Red Boots: On the Same Team

(This post comes in from Lisa Gray who is heading up the Red Boot Coalition in Minnesota.)

“Hey, we’re all on the same team!”

This was some sage advice given to me by my husband years ago in some long forgotten disagreement early on in our marriage. I was hell-bent on being right and this stopped me. He freely admits this advice has bit him in his backside more than once, but still it rings true.

Now is the time to say I have never been on a team of any kind. I never developed the body confidence at that crucial tweenage so consequently I never developed the skills for athletic teams and so sports teams have never ever been my thing.

But now that I have a family and I have tiptoed into advocacy work and I have started two Red Boot Meetings in Winona, MN I have become fixated on this phrase. What does being on the same team mean to my family? To my workplace? To those of us willing to become engaged in Red Boot conversations?

In last week’s Saturday morning meeting, we were discussing Step 5: We are open.  I had written a blog piece about parenthood and technology and how we have become inundated with what is right and wrong and millions of people are at our disposal to cast judgments on our choices should we choose to speak up about them.  A group member had read it and it spoke to her.

It was the choice part that got to her.

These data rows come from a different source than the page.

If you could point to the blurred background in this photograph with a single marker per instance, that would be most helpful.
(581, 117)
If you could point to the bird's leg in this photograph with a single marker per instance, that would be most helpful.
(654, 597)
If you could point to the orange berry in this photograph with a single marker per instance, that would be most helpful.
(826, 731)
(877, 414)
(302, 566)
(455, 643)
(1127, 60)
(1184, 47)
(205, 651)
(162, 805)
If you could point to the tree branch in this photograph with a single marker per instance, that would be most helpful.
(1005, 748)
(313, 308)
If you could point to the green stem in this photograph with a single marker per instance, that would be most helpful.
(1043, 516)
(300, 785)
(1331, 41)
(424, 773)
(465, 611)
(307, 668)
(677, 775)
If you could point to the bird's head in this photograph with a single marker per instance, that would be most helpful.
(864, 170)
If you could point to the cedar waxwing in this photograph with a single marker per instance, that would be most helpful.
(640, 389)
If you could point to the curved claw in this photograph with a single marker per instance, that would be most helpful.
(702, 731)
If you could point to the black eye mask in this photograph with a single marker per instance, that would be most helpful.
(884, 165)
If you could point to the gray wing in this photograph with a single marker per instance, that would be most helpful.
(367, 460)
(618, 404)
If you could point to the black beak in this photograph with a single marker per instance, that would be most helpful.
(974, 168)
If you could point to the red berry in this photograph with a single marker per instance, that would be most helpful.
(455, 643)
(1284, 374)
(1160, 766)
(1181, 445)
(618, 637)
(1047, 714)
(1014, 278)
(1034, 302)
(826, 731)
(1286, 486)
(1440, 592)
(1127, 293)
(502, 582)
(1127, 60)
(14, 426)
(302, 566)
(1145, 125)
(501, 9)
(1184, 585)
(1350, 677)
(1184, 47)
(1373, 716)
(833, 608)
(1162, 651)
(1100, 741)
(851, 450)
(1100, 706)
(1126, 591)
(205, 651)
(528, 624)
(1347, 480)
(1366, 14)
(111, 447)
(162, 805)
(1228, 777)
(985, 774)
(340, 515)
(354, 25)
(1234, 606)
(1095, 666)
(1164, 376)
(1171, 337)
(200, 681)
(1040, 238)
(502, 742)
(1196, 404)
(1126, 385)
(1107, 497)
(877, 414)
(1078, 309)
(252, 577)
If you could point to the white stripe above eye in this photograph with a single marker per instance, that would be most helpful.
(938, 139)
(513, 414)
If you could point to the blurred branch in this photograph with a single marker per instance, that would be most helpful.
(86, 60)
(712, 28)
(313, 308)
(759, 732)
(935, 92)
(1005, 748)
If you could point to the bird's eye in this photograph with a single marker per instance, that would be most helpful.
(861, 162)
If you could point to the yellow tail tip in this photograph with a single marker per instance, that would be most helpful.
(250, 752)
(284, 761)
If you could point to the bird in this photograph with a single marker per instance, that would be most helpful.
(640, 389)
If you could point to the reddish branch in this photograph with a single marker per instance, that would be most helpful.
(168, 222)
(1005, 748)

It is a free country. It is a place where we do get to make decisions based on what is right for ourselves, but if we partake of this media world it becomes increasingly difficult to be open without repercussions. How can we share our fears and uncertainties without the worry of being ripped apart?

This woman went on to describe how the media doesn’t allow for the center of the bell curve. We hear this on the left and that on the right, but those of us dwelling in the middle rarely get space.

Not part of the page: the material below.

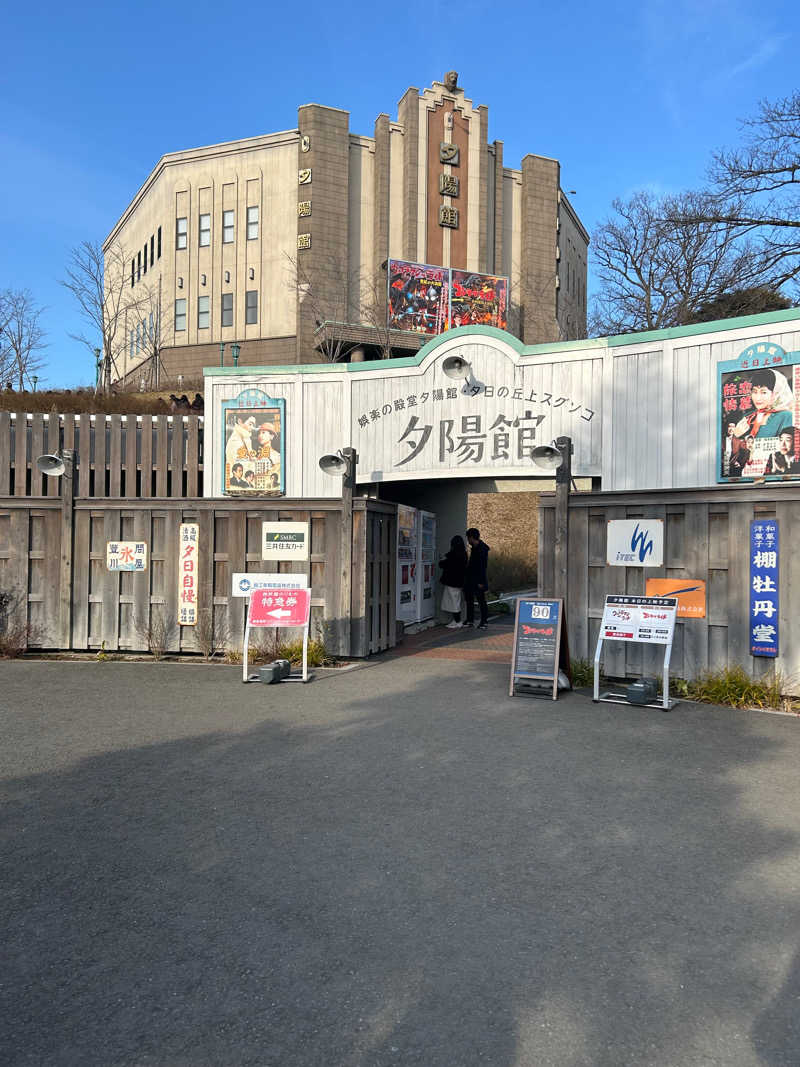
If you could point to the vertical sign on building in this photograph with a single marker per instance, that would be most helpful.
(188, 574)
(764, 551)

This lead to a challenging discussion about staying open rather than shutting down. It lead to wondering out loud, “If I don’t say this, who will?”  And in doing so we held a safe space for her openness and her fear.

Which brings me to why I like this philosophy of being on the same team, especially as it applies to choosing to participate in a Red Boot conversation. If you make it through the door to any one meeting it means you have showed up. You are willing. You are open in spite of your fears. In fact, your fears are welcome.

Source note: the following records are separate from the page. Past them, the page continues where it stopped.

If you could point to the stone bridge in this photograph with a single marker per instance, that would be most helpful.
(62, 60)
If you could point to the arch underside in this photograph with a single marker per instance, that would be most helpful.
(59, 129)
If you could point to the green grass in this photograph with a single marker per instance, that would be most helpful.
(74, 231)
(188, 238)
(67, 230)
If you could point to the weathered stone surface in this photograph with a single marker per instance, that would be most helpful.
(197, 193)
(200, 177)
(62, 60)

I felt honored and humbled to witness someone laying open their very real fear.

I believe we simply cannot let our fears quiet us because they are ultimately what hold us together. Our imperfections, our uncertainties, our “I just don’t know what to do!” moments are our glue and our stardust. When we gather together to reveal our hearts, we are holding tight and garnering strength in the exact moment when we let go. And this is the real power of any Red
Boot meeting.

I have, at long last, finally found my team.